Home and Family Life
Living In
Married or single, male or female, young or old, many household workers resided with their employers – or “lived on the lot,” a local expression of the day. Typically, there were two to four domestics “living in” at Maymont.
In addition to wages, the arrangement provided workers free lodging, meals and laundry. Nevertheless, live-in staff gave up much personal freedom. After retiring to their bedroom between 9pm and 10pm, a bell could ring in the night, summoning them to dress and hurry upstairs.
During time off—one or two evenings a week—they returned to their residences and reconnected with family, church and community.
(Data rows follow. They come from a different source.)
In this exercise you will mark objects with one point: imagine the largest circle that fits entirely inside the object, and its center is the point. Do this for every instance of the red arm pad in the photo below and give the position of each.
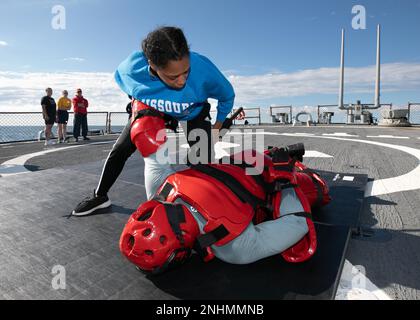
(148, 132)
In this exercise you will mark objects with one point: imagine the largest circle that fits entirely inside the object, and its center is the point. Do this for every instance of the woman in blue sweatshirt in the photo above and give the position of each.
(169, 77)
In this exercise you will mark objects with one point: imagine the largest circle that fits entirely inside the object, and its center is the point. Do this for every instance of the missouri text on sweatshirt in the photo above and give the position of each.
(204, 81)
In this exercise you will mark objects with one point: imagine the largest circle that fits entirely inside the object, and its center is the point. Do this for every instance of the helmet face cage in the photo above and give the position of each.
(176, 222)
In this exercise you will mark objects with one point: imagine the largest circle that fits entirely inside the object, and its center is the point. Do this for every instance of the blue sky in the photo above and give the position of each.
(247, 40)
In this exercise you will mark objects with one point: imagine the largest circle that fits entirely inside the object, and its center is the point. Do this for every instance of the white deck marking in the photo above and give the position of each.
(406, 182)
(384, 136)
(339, 134)
(17, 165)
(316, 154)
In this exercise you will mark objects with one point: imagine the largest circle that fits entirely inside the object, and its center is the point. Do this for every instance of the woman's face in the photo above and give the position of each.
(175, 74)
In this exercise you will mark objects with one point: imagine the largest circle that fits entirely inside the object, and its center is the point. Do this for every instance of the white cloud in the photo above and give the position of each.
(22, 91)
(76, 59)
(395, 77)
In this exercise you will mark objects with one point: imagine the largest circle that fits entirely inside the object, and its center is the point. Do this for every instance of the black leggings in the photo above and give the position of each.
(124, 148)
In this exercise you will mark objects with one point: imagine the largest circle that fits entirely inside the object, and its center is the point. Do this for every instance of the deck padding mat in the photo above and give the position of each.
(36, 235)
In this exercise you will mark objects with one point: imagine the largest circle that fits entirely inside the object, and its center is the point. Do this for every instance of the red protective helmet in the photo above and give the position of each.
(158, 236)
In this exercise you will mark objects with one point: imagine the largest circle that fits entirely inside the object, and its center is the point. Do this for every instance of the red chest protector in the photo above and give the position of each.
(225, 197)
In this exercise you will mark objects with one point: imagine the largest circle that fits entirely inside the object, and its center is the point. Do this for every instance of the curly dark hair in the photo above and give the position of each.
(165, 44)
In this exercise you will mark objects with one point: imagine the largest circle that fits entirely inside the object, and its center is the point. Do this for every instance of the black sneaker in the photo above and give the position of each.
(90, 205)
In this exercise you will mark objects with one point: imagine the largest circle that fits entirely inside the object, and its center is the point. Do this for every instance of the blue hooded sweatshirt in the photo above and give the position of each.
(204, 81)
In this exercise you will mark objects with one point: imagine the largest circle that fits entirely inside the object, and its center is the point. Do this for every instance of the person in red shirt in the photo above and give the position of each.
(80, 106)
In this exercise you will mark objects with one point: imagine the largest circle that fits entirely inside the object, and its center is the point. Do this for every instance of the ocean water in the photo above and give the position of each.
(25, 133)
(9, 133)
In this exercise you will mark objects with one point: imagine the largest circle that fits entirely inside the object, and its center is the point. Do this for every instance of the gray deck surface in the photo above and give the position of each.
(391, 257)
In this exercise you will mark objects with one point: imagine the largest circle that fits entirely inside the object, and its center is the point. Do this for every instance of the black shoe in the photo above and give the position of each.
(90, 205)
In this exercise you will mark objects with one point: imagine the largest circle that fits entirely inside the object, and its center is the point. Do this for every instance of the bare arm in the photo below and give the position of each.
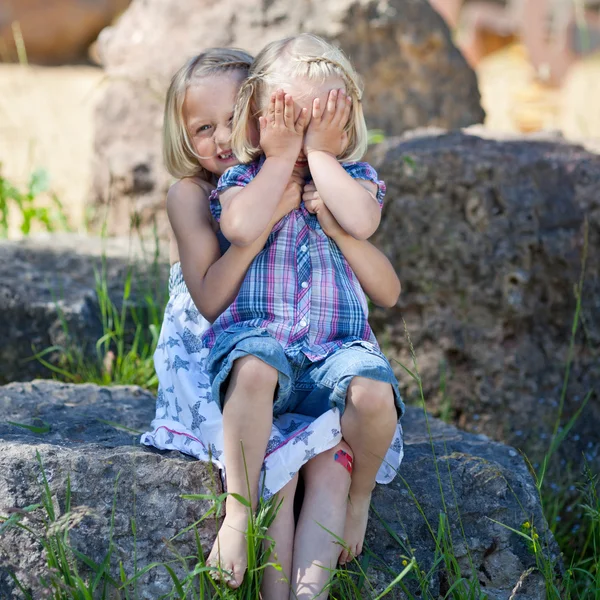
(371, 267)
(214, 280)
(351, 202)
(247, 211)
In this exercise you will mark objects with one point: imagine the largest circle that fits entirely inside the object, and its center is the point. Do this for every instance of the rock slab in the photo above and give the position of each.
(487, 237)
(414, 76)
(479, 479)
(48, 295)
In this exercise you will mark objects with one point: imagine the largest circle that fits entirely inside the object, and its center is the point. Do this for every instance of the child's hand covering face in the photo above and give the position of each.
(325, 131)
(281, 132)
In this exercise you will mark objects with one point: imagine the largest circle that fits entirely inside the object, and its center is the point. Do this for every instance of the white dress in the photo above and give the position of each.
(189, 420)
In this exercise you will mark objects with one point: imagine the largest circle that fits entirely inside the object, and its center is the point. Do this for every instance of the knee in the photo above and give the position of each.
(254, 375)
(333, 466)
(371, 399)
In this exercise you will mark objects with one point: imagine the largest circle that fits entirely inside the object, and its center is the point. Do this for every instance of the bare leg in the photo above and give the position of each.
(368, 425)
(327, 482)
(276, 584)
(247, 418)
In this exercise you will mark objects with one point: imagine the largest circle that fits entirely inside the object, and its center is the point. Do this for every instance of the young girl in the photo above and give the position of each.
(298, 329)
(197, 128)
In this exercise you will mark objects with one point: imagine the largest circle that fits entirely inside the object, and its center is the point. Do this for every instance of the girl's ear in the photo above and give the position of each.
(344, 144)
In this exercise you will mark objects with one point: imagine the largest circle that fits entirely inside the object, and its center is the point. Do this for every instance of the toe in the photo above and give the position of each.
(343, 557)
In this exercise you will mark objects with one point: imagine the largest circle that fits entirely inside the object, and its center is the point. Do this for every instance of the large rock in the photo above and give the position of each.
(480, 480)
(108, 470)
(487, 237)
(414, 76)
(48, 295)
(55, 31)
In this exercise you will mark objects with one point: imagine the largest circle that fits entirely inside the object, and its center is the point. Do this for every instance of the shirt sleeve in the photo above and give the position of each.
(238, 176)
(362, 170)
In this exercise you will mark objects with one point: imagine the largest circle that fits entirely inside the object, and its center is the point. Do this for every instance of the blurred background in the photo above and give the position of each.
(536, 61)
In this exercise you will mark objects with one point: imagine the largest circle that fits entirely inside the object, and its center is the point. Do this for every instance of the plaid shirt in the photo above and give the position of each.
(300, 288)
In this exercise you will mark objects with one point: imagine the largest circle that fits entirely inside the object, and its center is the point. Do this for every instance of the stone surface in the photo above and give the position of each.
(487, 237)
(48, 294)
(489, 481)
(106, 467)
(414, 76)
(55, 31)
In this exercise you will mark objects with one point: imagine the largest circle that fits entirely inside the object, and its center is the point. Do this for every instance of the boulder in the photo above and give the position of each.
(112, 478)
(414, 76)
(48, 295)
(55, 31)
(487, 237)
(78, 437)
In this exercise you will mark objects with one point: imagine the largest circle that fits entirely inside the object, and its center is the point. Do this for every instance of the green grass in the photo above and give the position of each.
(130, 329)
(24, 204)
(124, 355)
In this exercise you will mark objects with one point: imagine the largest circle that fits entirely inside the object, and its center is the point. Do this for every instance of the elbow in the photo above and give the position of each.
(234, 231)
(363, 229)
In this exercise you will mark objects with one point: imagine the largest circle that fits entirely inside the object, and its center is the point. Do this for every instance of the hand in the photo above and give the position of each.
(290, 200)
(325, 131)
(316, 206)
(281, 132)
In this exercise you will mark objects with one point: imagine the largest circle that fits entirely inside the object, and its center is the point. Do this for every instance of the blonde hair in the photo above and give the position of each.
(179, 155)
(308, 56)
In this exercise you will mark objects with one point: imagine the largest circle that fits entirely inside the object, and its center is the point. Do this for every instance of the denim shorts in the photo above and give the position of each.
(304, 387)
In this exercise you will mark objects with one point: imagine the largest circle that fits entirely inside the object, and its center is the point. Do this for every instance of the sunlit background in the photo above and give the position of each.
(536, 62)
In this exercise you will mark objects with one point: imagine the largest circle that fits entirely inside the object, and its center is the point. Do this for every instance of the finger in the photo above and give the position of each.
(279, 100)
(347, 109)
(310, 207)
(301, 122)
(340, 106)
(331, 104)
(316, 111)
(288, 111)
(271, 109)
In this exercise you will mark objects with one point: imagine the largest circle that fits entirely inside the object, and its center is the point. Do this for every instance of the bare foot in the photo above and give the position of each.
(357, 515)
(229, 552)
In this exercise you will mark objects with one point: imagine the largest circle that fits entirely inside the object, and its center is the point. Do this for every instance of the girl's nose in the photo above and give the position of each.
(222, 135)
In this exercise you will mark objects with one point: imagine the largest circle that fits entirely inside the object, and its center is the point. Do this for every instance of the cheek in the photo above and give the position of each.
(253, 134)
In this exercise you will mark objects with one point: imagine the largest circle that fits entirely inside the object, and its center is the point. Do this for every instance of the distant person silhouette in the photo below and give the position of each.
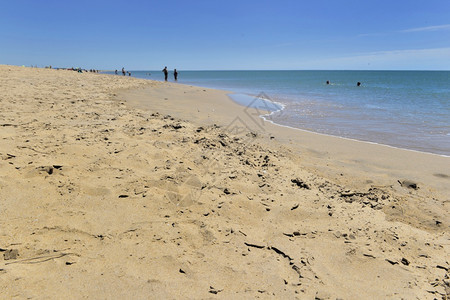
(166, 73)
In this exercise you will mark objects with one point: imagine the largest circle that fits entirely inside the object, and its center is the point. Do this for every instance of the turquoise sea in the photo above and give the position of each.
(404, 109)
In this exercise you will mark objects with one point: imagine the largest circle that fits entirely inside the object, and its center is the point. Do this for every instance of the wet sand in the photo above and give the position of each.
(113, 186)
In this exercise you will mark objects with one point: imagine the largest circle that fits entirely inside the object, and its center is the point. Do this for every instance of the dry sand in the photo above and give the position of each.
(115, 187)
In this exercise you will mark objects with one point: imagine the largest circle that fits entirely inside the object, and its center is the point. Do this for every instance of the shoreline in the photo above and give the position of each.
(121, 187)
(380, 140)
(266, 116)
(378, 158)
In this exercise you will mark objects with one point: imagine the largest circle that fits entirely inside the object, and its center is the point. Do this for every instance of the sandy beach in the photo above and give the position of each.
(117, 187)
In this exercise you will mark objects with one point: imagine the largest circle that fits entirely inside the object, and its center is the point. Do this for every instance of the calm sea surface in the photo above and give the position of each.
(404, 109)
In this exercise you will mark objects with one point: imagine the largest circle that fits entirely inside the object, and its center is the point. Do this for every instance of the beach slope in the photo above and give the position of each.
(180, 193)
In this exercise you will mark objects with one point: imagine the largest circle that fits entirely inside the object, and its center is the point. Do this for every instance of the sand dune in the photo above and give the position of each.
(110, 190)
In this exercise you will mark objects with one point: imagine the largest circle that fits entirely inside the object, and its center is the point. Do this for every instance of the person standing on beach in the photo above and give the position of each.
(166, 73)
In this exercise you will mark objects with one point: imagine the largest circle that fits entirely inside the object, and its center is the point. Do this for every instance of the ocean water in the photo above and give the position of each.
(404, 109)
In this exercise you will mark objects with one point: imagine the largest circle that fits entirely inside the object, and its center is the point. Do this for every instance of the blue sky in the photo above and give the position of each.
(218, 35)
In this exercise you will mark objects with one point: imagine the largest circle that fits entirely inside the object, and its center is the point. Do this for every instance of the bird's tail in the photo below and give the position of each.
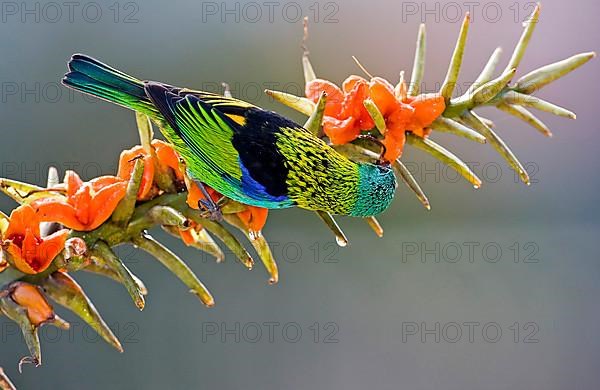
(91, 76)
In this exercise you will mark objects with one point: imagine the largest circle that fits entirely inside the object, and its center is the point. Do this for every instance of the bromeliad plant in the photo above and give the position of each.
(74, 225)
(363, 114)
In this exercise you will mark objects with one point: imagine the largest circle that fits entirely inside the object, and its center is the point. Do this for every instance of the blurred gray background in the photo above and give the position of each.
(491, 289)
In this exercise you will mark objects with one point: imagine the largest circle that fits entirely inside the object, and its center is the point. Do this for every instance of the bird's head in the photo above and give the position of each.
(377, 186)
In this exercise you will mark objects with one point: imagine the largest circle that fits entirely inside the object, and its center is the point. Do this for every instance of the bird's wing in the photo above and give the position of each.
(217, 130)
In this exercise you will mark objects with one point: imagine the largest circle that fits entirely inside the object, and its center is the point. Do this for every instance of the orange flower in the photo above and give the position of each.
(160, 160)
(30, 252)
(345, 115)
(254, 218)
(29, 297)
(88, 204)
(126, 164)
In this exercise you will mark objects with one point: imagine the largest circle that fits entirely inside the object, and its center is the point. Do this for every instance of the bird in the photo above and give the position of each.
(251, 155)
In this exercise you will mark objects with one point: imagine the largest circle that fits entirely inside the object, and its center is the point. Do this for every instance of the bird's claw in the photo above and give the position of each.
(214, 211)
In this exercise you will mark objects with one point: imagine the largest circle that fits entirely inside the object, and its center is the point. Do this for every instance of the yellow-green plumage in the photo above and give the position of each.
(253, 156)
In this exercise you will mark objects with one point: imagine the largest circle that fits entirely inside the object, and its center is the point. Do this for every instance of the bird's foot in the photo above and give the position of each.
(208, 204)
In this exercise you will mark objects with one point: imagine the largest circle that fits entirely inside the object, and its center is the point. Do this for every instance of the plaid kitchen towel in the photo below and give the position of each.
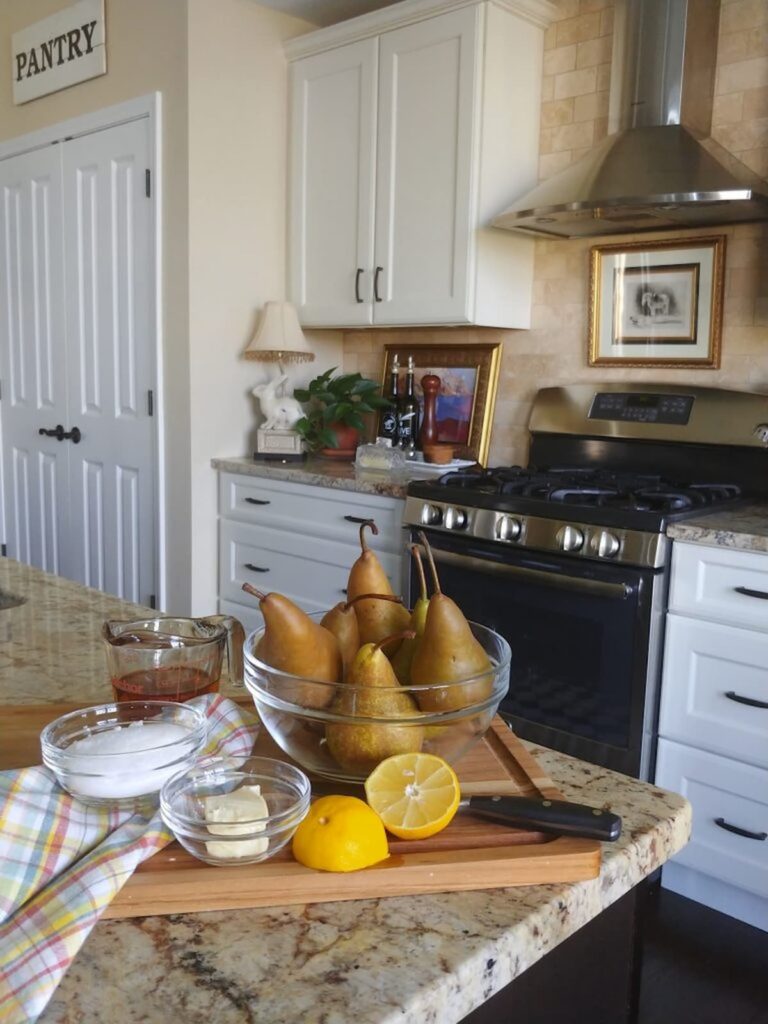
(61, 862)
Parents could spend precious hours with children, who often resided with grandparents, aunts and uncles.
Living Out
Most of Maymont’s domestic employees “lived out.” By wagon, streetcar and foot, they made their way to the mansion at daybreak and returned to their own residences and families at the end of their long workday. Like residential staff, live-out employees worked every day of the week, with one or two afternoons off. They were on the job during holidays, and on occasion, were asked to work late and stay the night.
Church Life
In the Maymont era, the church stood at the center of the African American community. Offering not only spiritual nourishment, religious institutions also gave support through loans, day care for children and the elderly, medical needs and job placement.
“In the South, at least,” wrote W.E. B. Du Bois in 1903, “practically every American Negro is a church member.” It was at church, he continued, that black Americans found community, comfort and relief from a world in which they were “cut off by color-prejudice and social condition.”
Maymont employees were members of various city churches, including Fifth Baptist, Fourth Baptist, Leigh Street Methodist, Moore Street Baptist, Mount Vernon Baptist, Second Baptist and Sixth Mount Zion Baptist.